In 2010 researchers led by Dr. Venter at the J. Craig Venter Institute in San Diego, California, announced that they had created synthetic “minimal” cells. The genome in each cell contained just 473 key genes considered essential for life.
DBC is Venter’s attempt to transfer and manufacture life. Eight feet long and six feet tall, the machine is a Frankenstein beast of mechanical blocks and wires spread across a two-story table. “We are working on machine portability using new technologies such as microfluidic chips and microarrays,” the authors explained.
Equipped with an ethernet hub, DBC downloads DNA files from the Internet and prints the code using the four chemical bases of DNA – adenosine, guanine, thymine and cytosine (A, G, T, C).
“It’s a packaging of complex biology that each of our tiny cells does remarkably well on a much, much smaller scale,” explained Dr. Vent.
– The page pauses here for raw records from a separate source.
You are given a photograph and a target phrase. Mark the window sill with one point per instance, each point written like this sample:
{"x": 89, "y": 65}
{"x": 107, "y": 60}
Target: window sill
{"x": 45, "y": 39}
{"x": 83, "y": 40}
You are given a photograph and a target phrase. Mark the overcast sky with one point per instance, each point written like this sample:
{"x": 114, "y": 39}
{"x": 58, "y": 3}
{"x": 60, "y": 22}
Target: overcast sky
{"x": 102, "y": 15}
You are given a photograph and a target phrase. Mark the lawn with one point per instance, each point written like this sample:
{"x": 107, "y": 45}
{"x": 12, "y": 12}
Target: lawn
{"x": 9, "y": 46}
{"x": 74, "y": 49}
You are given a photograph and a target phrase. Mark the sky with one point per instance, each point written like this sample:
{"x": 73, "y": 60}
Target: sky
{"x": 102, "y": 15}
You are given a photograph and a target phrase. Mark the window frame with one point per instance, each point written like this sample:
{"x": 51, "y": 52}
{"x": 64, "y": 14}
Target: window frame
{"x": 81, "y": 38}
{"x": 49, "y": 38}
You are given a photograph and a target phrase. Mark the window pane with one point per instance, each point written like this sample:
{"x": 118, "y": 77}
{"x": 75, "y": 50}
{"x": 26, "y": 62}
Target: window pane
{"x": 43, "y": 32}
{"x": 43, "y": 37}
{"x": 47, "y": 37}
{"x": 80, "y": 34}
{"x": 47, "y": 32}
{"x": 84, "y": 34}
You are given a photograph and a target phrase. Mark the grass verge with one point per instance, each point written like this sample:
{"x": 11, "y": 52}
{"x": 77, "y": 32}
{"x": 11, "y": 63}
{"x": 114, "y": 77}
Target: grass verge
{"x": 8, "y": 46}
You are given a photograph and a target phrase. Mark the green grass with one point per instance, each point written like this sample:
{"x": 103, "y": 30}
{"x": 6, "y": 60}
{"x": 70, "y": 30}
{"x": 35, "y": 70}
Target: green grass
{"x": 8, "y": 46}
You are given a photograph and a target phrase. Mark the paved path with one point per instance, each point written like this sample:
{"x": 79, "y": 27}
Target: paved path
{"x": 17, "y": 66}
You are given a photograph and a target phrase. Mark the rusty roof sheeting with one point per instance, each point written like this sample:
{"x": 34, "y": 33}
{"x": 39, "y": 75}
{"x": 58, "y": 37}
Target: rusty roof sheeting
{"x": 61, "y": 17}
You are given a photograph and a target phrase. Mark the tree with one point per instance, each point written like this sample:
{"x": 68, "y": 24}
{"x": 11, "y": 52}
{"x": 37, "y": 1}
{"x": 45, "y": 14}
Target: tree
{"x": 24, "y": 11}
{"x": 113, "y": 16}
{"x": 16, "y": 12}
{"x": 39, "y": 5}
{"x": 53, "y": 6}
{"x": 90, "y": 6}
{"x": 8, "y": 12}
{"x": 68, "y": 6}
The Doctor. Venter envisions combining DBC with technologies from his synthetic organisms to build a “blank slate” receptor cell capable of producing food, oxygen and fuel — the perfect workhorse to send around the world or into space.
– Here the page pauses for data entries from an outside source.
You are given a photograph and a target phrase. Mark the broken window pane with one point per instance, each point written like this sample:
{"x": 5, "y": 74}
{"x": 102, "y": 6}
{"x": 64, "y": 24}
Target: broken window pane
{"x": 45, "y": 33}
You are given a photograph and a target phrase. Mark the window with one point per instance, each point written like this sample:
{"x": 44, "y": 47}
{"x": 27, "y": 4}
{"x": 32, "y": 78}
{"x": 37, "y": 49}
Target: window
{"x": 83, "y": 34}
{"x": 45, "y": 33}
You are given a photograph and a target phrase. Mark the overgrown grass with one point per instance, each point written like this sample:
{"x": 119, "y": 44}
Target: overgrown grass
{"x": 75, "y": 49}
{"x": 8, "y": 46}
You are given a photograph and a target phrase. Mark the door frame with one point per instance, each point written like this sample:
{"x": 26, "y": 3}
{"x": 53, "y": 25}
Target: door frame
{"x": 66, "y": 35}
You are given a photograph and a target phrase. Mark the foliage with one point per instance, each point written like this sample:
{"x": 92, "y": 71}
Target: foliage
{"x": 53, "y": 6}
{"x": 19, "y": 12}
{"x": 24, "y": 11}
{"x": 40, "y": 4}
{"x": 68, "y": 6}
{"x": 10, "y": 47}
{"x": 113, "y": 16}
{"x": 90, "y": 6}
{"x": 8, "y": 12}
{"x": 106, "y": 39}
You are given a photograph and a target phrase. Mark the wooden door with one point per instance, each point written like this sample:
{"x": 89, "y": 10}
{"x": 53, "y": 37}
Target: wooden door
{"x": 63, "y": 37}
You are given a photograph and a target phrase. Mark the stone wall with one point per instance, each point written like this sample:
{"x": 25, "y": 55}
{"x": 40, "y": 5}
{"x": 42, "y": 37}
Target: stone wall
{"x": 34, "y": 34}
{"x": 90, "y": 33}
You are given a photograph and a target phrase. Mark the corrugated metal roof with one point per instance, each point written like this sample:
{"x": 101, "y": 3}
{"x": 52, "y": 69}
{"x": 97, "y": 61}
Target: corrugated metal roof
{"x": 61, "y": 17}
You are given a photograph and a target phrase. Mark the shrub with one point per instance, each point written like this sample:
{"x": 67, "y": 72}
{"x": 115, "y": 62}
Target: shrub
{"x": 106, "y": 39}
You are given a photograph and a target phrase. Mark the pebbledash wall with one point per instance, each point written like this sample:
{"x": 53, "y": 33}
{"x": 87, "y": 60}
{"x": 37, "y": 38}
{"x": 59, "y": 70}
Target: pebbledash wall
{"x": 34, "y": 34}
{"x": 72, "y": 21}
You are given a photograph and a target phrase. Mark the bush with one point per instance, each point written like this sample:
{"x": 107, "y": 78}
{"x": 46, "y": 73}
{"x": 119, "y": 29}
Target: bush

In theory, the cell would be able to receive any synthetic genome designed to produce life-supporting molecules. Venter says these cells need to be engineered, but notes that it can be done.
Having a DBC on board means that a crew flying through space would no longer be dependent on meeting supply ships – and we’ll never have a real-life Mark Watney starving and stranded on Mars.
“People are worried about the Andromeda strain. We can rebuild the Martians in a P-4 spacesuit lab instead of having them land in the ocean,” Venter said.
It is possible that bringing alien lifeforms here to Earth in a digital form, and then being brought to life by assembly in some genomics lab, has enormous potential for accidental release into the world where that lifeform may be beyond our ability to native species to combat, including our own.